Read the documentation in french : Documentation française

This is the first documentation of CodeCommander.
The first documentation is written in English, but not all documentation will be written in English, but in french too.
You will find here the Road Map.
The next page you can view is written in french, Organisation du projet

New functions will improve the compiler : Do multiple threads in parallel and Conversion

The CodeCommander tool is easy to use. First, you need to write your first source code in text.
In CodeCommander, text or sample text is not parsed nor syntax highlighted. Then, you can write any text.

The first thing to know about text, that's your source code. For example, a text example is :

for(int i=0; i < 10; ++i)
{
sum += i;
}

This was a text example.

Now, you can edit your source code and want to customize this source code in order to parameter it.
You select with your mouse a sample of the text and you click with the right button on the selected text.
A box appears, and you can choice the change.

The first change you can make with CodeCommander is a mark, or a dictionary variable. Choice dictionary variable:

for(int <myVar>=0; <myVar> < 10; ++<myVar>)
{
<mySum> += <myVar>;
}

Now, here i have modified all text "i" and "sum" by myVar and mySum.

When i want to generate my new source code, a new window will appear and offer to me to type the content of the tips, hence the variables myVar and mySum.

About the titles
It's badly to only display the variable name. You should write a display text for each variable you create.
Then, for each variable you define in CodeCommander, you need to write a display text. In order to do this, you will have an asterik near of the variable name and by clicking into it, you are invited to write the display text of the variable. You shall write "Name of the index variable" for myVar and then "Name of the sum variable" for mySum.
Now, when you compile and test your source code, the new window shows the display text of the variables. And you can write "i" for myVar and "sum" for mySum.

There is no validation control into the window compiler. You can write any text into the text boxes. But, it's likely reasonable to validate against an expression.
Then, for convenience, you have several types and regular expressions you can use to validate the entries when the user compiles your source code :
  1. text
  2. integer or real
  3. boolean
  4. enumeration

About the window compiling
The window compiling is a window that comes in all dictionary variables you defined in the programming language of the compiler.
First, you can define a single variable: it's the couple name and value.
But, you can also define a tabular and their fields. In order to do this, you can choice a tabular dictionary variable : for example, <properties[0].myVar>.
You can insert any expression between the brackets of this statement. But, the expression can only contains scope variables.

Scope variables

What are scope variables ?
Scope variables are some variables related to the compiler. There are only available in the context of the compiler and not viewed by the user.
Scope variables are defined in :
  1. global program
  2. local in a process

What is a Process ?
A process is simply a sub-routine that you call from any other processes (also the global process) in order to go through the sub-routine.
Then, if you name a scope variable at a moment, the variable is known by all sub-processes you can call. When an ancestor variable has changed during a process, changes are known beyond the end of process. When you back to the top-most process, the variable is set to the last value.


Loops
The next change you can do is to add a condition. For this, it's a little picture to know about a branch out in a turing machine.
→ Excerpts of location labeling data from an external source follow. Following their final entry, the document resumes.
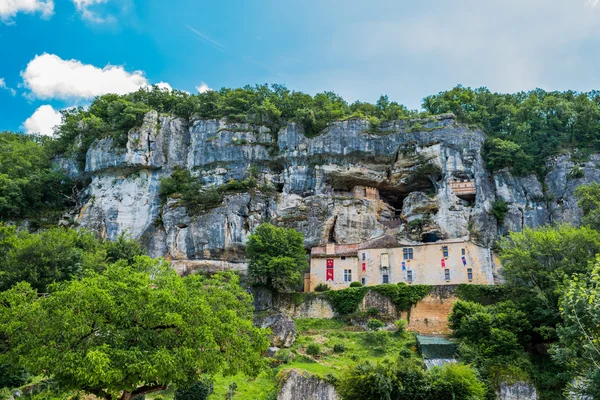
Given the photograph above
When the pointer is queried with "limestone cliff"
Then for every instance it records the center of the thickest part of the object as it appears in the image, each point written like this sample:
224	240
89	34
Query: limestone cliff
320	185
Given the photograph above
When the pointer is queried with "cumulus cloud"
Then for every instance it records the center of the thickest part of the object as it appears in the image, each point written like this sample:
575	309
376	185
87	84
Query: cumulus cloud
48	76
3	86
10	8
43	121
164	86
203	88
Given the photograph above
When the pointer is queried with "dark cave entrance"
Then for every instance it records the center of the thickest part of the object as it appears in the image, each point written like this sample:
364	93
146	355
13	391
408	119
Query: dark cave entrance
430	237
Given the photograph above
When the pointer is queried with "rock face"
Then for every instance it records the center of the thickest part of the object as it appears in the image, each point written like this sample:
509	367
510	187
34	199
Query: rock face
317	186
517	391
301	386
283	329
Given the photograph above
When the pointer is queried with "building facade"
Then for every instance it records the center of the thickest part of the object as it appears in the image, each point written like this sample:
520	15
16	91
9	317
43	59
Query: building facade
446	262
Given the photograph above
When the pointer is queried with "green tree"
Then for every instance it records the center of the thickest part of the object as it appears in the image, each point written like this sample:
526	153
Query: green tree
132	330
588	199
579	334
277	258
536	263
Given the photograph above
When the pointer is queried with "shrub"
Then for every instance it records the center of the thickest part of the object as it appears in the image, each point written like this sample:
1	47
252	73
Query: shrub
313	349
285	356
322	287
198	391
400	326
346	301
374	324
378	340
339	348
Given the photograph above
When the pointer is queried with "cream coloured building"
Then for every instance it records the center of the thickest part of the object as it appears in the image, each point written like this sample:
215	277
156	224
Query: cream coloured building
445	262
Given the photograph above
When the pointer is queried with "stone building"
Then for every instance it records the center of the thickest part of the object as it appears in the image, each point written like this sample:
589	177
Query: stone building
447	262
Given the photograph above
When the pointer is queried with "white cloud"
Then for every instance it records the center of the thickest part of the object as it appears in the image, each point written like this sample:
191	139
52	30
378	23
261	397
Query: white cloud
203	88
83	6
10	8
164	86
43	121
48	76
3	86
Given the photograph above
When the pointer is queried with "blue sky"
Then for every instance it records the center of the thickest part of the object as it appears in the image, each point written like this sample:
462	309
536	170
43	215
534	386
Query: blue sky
59	53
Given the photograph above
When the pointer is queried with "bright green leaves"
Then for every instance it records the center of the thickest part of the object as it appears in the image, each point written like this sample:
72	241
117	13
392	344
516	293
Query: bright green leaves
131	326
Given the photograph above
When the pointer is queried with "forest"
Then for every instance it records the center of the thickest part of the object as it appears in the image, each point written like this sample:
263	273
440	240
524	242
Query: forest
136	328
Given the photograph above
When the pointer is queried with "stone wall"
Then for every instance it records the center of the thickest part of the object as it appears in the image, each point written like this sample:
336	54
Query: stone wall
430	315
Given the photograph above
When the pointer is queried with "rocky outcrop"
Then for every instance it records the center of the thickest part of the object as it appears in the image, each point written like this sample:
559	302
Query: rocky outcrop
517	391
313	183
297	385
283	329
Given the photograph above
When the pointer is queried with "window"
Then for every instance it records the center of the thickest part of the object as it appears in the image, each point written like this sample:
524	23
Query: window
347	275
385	260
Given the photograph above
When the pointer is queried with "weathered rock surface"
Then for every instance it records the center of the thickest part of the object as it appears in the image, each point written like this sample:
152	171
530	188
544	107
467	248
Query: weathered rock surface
517	391
316	181
301	386
283	328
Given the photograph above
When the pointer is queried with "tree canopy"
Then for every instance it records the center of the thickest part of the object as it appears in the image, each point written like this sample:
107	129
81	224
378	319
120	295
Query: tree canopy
277	258
132	329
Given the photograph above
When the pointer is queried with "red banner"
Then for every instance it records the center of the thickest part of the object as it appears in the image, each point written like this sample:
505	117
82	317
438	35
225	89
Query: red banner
329	276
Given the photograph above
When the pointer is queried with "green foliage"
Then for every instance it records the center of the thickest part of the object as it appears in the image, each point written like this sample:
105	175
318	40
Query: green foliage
483	294
339	348
313	349
579	332
56	255
133	328
525	128
403	296
374	324
197	391
407	380
277	258
588	199
536	264
29	186
322	287
346	301
499	210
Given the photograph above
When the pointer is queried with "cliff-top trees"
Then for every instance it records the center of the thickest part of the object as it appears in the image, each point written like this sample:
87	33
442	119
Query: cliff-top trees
131	330
277	257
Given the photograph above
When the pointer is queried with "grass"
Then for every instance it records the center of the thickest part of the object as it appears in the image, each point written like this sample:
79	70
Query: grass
327	333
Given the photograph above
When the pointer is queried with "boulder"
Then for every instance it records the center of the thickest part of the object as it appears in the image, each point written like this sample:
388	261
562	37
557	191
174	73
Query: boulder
298	385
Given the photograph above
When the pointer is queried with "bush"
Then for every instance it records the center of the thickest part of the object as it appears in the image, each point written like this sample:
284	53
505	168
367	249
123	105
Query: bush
322	287
378	340
374	324
313	349
285	356
339	348
198	391
400	326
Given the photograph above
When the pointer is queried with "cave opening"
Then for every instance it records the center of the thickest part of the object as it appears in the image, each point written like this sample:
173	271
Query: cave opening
430	237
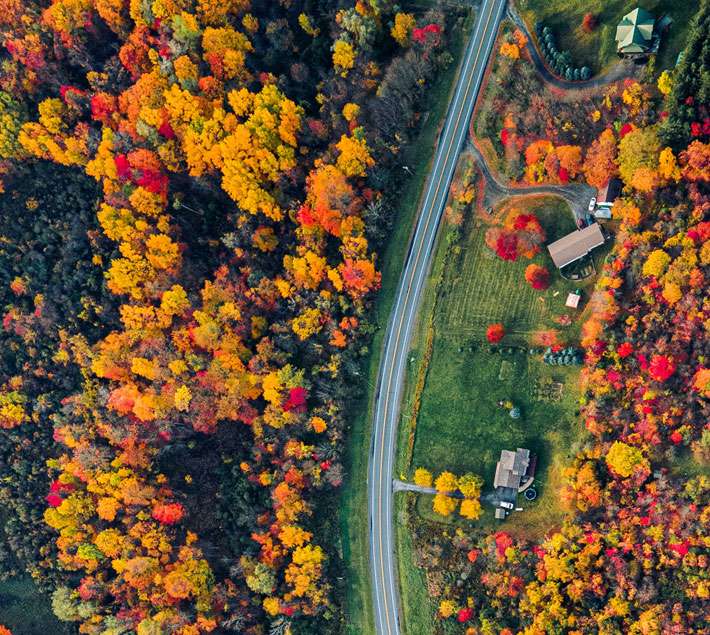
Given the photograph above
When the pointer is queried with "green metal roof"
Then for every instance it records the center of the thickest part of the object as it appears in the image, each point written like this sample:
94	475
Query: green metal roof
634	32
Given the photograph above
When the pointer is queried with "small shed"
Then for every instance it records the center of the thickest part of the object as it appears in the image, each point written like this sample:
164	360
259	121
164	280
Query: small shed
610	192
634	34
576	245
573	300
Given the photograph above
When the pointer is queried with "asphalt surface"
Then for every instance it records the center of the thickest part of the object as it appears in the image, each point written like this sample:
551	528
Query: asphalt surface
399	330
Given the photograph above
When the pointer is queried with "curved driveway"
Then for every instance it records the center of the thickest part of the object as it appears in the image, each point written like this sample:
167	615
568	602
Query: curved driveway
399	330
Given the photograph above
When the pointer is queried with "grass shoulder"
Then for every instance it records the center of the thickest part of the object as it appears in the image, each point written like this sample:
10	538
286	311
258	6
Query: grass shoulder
354	523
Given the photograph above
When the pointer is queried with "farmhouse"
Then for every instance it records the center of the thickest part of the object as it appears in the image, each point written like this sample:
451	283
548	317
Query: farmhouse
514	472
576	245
634	34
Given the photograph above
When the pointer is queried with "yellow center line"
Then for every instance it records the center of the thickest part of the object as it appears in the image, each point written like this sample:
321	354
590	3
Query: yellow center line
416	260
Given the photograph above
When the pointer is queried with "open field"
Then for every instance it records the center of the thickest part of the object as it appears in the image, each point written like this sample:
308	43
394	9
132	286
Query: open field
598	48
25	611
459	426
354	518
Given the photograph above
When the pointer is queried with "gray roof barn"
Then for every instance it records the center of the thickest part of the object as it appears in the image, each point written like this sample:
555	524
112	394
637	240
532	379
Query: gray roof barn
575	245
635	32
511	468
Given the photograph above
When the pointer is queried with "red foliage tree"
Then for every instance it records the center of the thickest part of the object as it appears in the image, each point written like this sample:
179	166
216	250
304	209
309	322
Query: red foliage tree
589	22
538	277
495	333
661	367
168	513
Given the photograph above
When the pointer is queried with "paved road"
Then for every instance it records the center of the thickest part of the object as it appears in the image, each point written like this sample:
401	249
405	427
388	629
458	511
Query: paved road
399	330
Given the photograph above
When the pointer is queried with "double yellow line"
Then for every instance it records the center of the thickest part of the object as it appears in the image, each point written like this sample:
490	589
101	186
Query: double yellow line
440	182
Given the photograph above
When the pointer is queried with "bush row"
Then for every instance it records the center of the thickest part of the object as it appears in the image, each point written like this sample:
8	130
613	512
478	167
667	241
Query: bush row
559	61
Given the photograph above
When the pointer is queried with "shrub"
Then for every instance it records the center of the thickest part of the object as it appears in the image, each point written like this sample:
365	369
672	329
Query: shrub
495	333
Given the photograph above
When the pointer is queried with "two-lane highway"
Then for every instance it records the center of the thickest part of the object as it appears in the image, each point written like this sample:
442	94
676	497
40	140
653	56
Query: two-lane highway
399	330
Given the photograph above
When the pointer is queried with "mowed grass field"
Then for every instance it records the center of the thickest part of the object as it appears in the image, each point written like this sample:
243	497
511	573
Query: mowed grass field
598	49
25	611
460	426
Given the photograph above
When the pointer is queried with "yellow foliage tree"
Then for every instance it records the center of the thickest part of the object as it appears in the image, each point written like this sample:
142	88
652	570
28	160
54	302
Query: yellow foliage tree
656	263
470	508
625	459
446	482
401	31
343	57
354	157
444	505
422	477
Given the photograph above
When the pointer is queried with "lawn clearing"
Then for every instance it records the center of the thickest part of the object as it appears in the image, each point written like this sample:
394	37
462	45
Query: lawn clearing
26	611
460	426
598	48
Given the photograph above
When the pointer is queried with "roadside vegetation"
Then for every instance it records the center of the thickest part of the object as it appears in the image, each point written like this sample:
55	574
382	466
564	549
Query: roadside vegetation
617	538
417	156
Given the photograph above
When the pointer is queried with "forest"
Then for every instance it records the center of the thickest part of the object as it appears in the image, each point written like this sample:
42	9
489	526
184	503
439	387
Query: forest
631	555
192	195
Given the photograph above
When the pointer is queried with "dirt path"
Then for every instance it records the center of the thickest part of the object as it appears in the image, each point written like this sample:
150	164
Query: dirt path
576	194
622	69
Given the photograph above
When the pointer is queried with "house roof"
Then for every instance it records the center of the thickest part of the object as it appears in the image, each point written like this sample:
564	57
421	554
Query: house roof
634	32
511	468
610	192
505	477
575	245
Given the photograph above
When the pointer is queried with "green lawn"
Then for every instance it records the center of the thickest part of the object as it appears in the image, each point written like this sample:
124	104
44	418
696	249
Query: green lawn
25	611
460	427
598	49
354	517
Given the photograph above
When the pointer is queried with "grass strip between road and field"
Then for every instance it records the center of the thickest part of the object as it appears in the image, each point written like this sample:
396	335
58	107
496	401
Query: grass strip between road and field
354	521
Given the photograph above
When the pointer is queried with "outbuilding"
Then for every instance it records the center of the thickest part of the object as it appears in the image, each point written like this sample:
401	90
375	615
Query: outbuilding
576	245
634	34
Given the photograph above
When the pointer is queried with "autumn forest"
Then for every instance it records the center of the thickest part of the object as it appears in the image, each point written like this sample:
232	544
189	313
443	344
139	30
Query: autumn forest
195	200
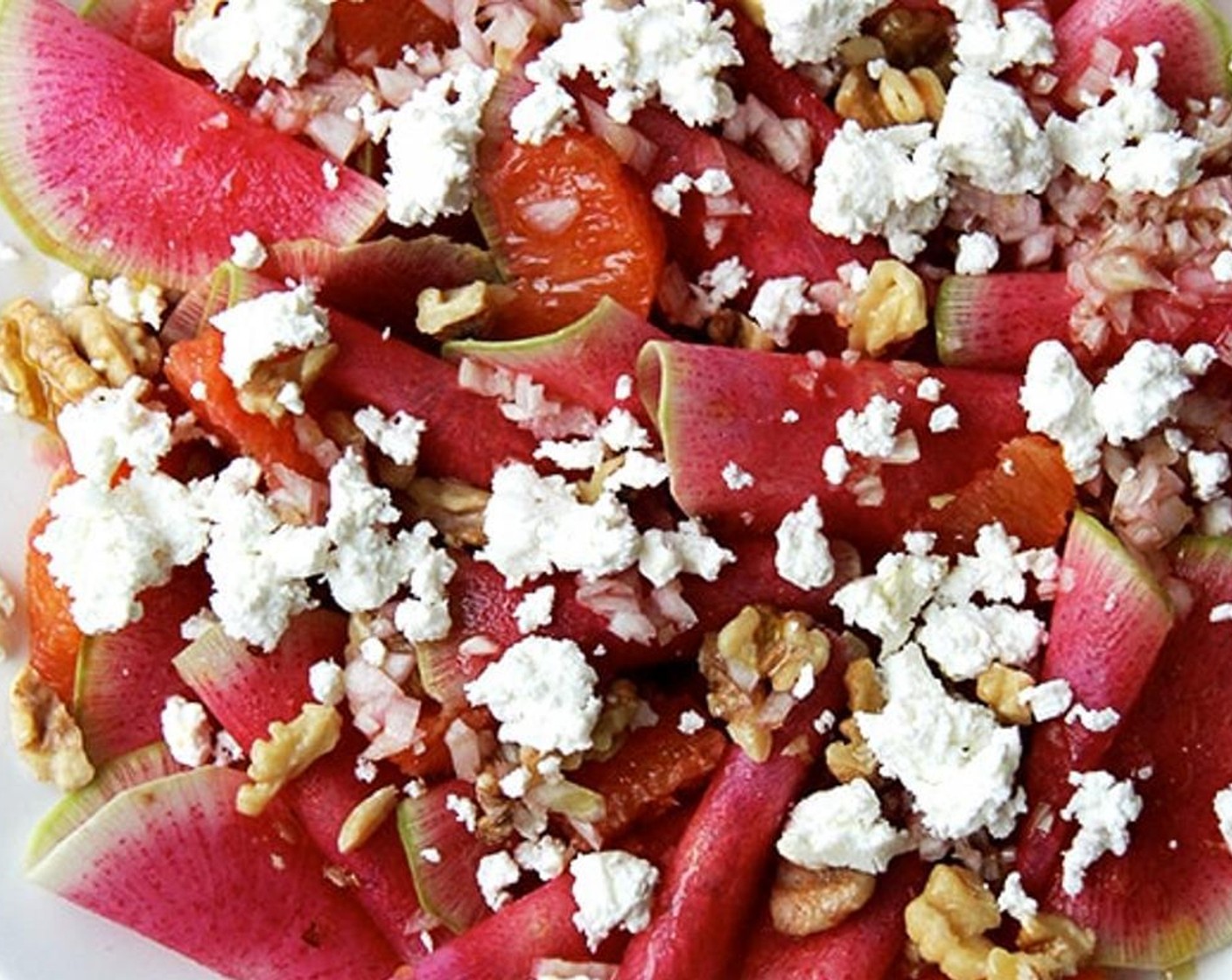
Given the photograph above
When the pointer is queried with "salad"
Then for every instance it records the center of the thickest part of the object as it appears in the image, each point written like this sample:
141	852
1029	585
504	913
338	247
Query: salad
682	488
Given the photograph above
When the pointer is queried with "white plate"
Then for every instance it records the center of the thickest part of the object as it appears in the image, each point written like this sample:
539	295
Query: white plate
41	935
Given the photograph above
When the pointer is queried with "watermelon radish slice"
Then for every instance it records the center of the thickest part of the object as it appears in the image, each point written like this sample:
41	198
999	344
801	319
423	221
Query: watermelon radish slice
154	195
713	878
1104	638
444	856
132	769
1195	38
722	409
159	855
1169	899
863	947
580	362
380	281
993	322
124	678
245	693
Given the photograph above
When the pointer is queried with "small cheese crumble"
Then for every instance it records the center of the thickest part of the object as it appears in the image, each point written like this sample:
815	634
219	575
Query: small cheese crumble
432	142
186	732
612	889
802	556
1104	808
542	693
842	828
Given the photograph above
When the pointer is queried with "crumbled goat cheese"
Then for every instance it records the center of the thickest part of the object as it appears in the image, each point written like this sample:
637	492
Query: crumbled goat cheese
397	437
1104	808
145	525
842	828
872	431
1222	804
1014	900
736	477
262	328
186	732
110	427
674	50
326	683
495	874
978	253
987	135
431	144
951	754
887	602
248	252
803	554
944	419
535	609
688	550
779	304
1208	472
813	30
1060	402
542	692
260	38
259	566
888	181
1048	699
966	640
536	524
612	889
1131	139
1141	391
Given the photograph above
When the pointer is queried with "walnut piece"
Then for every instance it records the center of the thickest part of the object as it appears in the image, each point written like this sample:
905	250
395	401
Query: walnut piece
46	735
999	688
891	307
752	666
47	362
948	921
366	819
290	748
805	901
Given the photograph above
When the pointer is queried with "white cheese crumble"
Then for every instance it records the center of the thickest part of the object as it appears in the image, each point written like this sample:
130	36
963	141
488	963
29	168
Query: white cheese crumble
951	754
432	142
978	253
262	38
779	304
397	436
802	556
542	693
888	181
1104	808
1059	402
612	889
186	732
842	828
812	30
495	874
535	609
674	50
262	328
248	252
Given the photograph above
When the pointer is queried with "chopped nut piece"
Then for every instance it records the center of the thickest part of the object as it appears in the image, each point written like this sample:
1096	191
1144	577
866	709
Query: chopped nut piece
805	901
366	817
46	733
891	307
290	748
999	688
466	311
752	666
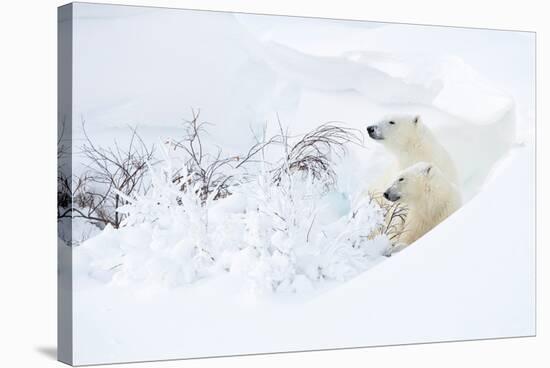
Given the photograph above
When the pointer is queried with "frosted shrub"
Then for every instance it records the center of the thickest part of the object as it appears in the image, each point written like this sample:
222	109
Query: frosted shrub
178	250
283	222
296	245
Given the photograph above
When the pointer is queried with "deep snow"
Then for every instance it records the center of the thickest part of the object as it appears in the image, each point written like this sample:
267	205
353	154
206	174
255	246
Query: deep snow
466	279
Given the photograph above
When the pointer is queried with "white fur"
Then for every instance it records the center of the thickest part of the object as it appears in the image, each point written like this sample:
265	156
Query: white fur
410	141
429	197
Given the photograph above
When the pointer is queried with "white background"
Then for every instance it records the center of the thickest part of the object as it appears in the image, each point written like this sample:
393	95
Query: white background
28	121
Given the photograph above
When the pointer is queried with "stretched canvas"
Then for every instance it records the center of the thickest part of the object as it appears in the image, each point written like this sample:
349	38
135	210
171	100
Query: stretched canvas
241	183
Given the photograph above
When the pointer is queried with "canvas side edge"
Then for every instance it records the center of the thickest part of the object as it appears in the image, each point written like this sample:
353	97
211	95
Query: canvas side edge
64	167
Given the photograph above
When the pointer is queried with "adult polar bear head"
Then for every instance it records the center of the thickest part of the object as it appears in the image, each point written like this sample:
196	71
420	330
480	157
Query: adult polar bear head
411	141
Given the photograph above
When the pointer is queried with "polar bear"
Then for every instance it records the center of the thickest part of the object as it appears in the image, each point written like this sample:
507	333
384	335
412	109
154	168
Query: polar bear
411	141
429	197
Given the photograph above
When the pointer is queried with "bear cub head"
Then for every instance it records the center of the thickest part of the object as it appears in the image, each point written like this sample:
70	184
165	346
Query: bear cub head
414	184
394	130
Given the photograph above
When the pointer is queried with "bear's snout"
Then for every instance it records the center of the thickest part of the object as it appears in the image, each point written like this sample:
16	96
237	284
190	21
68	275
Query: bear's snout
391	196
374	132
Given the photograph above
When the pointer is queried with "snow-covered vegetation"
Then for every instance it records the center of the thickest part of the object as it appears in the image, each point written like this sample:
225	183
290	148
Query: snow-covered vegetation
275	214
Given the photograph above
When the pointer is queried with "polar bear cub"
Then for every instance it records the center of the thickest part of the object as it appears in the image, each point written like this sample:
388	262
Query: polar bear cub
410	141
429	197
When you add a condition statement, first, you have to write an expression which returns true or false. Then, you have to declare two branch out labels. One for the true, and one another for the false.

For example, a condition will be if(size > 0; start; end).
start is the true label. When the expression returns true, the compiler goes to the true label.
end is the false label. When the expression returns false, the compiler goes to the false label.

If one label doesn't exist, the compiler fails during execution when it wants to move to that label.
Also, labels are never checked during the loading pass.
It's ensures that if your expression always returns true, you can type a fake label into the false condition statement. Then, you don't need an automatic "go to" statement. Use a condition instead of.

Using a condition is relevant when you would like to create a loop.

Here there is a loop:

<i = 0>
<start:>
Hello world

<i=i+1>
<if(i<10;start;end)>
<end:>

Templates
It's not only difficult to write all the loops among your customization development. It's very fastidious too.
Then, to simplify the usual case of loops, I have defined a new statement in the compiler : a template.
A template has a name and a path. A path is used when you want to write a template for multiple programming languages. The couple path and name must be unique for identifying your template for a call.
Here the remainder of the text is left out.